THE MIDDLE EAST: The Israeli army yesterday tore up the runway at the Palestinian Gaza Airport, in continuing retaliation for the shooting dead of four of its soldiers by Hamas gunmen on Wednesday, thereby offering what it said was "a glimpse" of the military strength it could use against the Palestinian Authority. David Horovitz, reports from Jerusalem.
Army bulldozers dug out long trenches in the runway tarmac - rendering it completely unusable. The army also imposed a blockade around the southern Gaza town of Rafah, and arrested eight men allegedly involved in arms smuggling. It made further arrests near the West Bank cities of Nablus and Ramallah. On Thursday, it had bulldozed what the UN and the International Committee of the Red Cross calculated were 53 or 54 homes in Rafah refugee camp, leaving 100 families homeless.
A Red Cross spokesman said he deplored that "600 people" had been left with nowhere to live, and noted that "house destructions are prohibited under the Geneva Conventions unless there is an absolute military necessity." Israel said it demolished only 14 homes, and that they had been used by gunmen to fire on Israeli targets or to cover arms smuggling.
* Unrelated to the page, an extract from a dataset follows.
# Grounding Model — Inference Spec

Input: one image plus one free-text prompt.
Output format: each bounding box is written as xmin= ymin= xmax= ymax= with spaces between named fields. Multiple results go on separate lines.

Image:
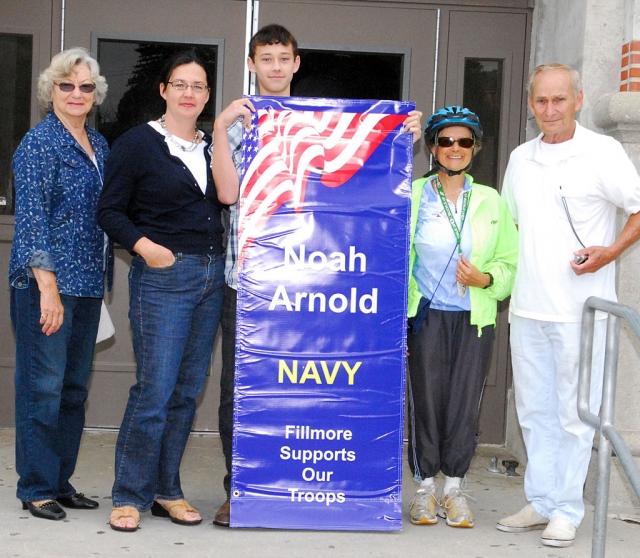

The Palestinian Authority had been re-laying the airport runway in recent days, with Israel's consent, following a similar bulldozing incident on December 4th, when Israel was retaliating for Hamas suicide bombings in Jerusalem and Haifa. "This action was ... to show a glimpse of what can and will be done in the future if the situation worsens," a local Israeli army commander, Col Imad Farris, said.
Aides to the Palestinian President, Mr Yasser Arafat, called for international intervention and described the Israeli retaliation as "provocation" - designed to torpedo US and EU peacemaking efforts.
Mr Marwan Barghouti, a leader of the Tanzim militia who is alleged by Israel to have orchestrated numerous attacks inside Israel and against Jewish settlers in the West Bank, said Palestinians could not now be expected to "sit with their arms folded".
Spokesmen for the Israeli Prime Minister, Mr Ariel Sharon, countered that Wednesday's attack on the soldiers in southern Israel, although carried out by Hamas, had been facilitated by Mr Arafat's refusal to mount a genuine effort to smash the Islamic extr- emist groups. Mr Sharon has said he intends to keep Mr Arafat restricted to Ramallah for the foreseeable future.
However, the prime minister has sanctioned a new round of US-hosted meetings between Israeli and Palestinian security chiefs next week, ahead of the possible return to the region of the US envoy, Mr Anthony Zinni.
In further violence yesterday, a Palestinian man was shot and wounded by an Israeli soldier in Hebron and an Israeli man was stabbed in the stomach by masked men in southern Jerusalem.
The Democratic Front for the Liberation of Palestine announced in Damascus yesterday that it, like Hamas and Islamic Jihad, would no longer honour Mr Arafat's ceasefire call.
At a conference in Lebanon this week, attended by leaders of Hamas, Islamic Jihad and Hizbullah, 130 Muslim clerics and scholars from 30 countries issued a statement that called for the destruction of Israel and described suicide bombings against "the Zionist enemy" as "the highest rank of martyrdom" and as "legitimate" according to "God's book, the Koran and the teachings of His Prophet."